Social Values Needed to Direct Artificial Intelligence Advancements

The promise of artificial intelligence seems to be all the rage today. The media is full of wide-eyed discussions about the promise of AI and how this is going to transform economies and societies. The technology has certainly moved from the labs into every day lives. It is currently being used in medical devices, smart-home systems and video games. IBM is aggressively marketing Watson as “working alongside people in 45 countries and 20 industries to help businesses work faster and work smarter.”

The most compelling example is the use of AI in driverless cars which many predict will be the way of the future in about 15-20 years. Medical students are now wary of choosing specializations like radiology and pathology because AI is extremely good at reading images and slides. For the past several years, the most lucrative application of AI has been in online advertising. AI is expected to take over routine managerial work like coordination and control tasks, scheduling and reporting. In a recent interview with Wall Street Journal, Andrew Ng, the co-founder of Coursera and former AI scientist at Google and Baidu says that “AI is the new electricity. Whatever industry you work in, AI will probably transform it, just as 100 years ago the rise of electricity transformed industry after industry – everything from transportation and communications to manufacturing to health care.”

What passes of as Artificial Intelligence is neither “artificial” nor really “intelligent”. While Deepmind can beat humans on the Go board and Watson beat the best competitors at Jeopardy, ask each to play Family Feud and they will get stumped. It is human ingenuity (and intelligence) that enable these AI machines to be trained and become very good at specific tasks. While there has been much progress in enabling AI machines to train themselves in many problem domains, humans have to create the algorithms and the rules that actually gets these “robots” to solve problems.

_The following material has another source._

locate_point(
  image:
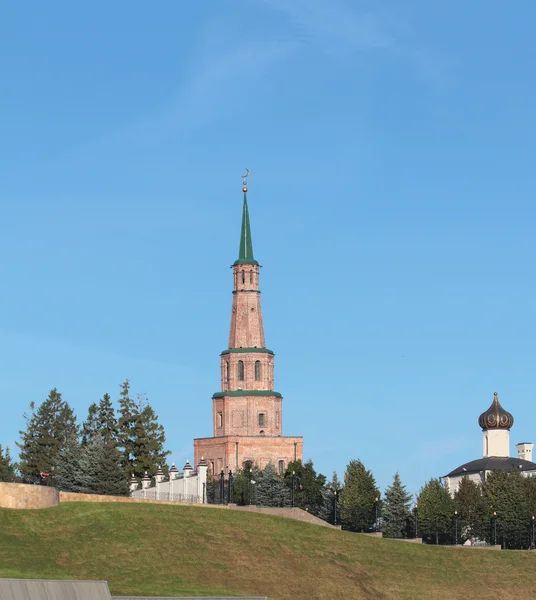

The fact is that AI machines are unintelligent and really cannot deeply think for themselves no matter what their proponents say. They certainly cannot reflect on society’s values and priorities. Consider this: Recently, there has been increasing talk on the U.S. using AI machines to fight wars. What could be better? One can inflict significant damage on the enemy while minimizing loss of lives on our side to the point of not having any soldier in the theatre of war. Every country in the world believes that unarmed civilians should not be killed in a war, and certainly women and children should not be harmed at all. No autonomous AI war machine can come up with these values on their own. What’s more, these intelligent robots would also not be able to learn values even after many trials and errors. The drones that the U.S. used under the Obama administration to destroy the Afghan militants on the Pakistan border ended up causing such civilian casualty that their use had to be suspended. No matter how clever the programmers were in training the drones, these non-human machines could neither imbibe the values well established in the U.S. and elsewhere nor even act on them properly. The Campaign to Stop Killer Robots urges governments to heed an open letter signed by 126 founders and directors of more than 100 robotics and artificial intelligence companies from 28 countries demanding urgent action to address concerns of having fully autonomous weapons.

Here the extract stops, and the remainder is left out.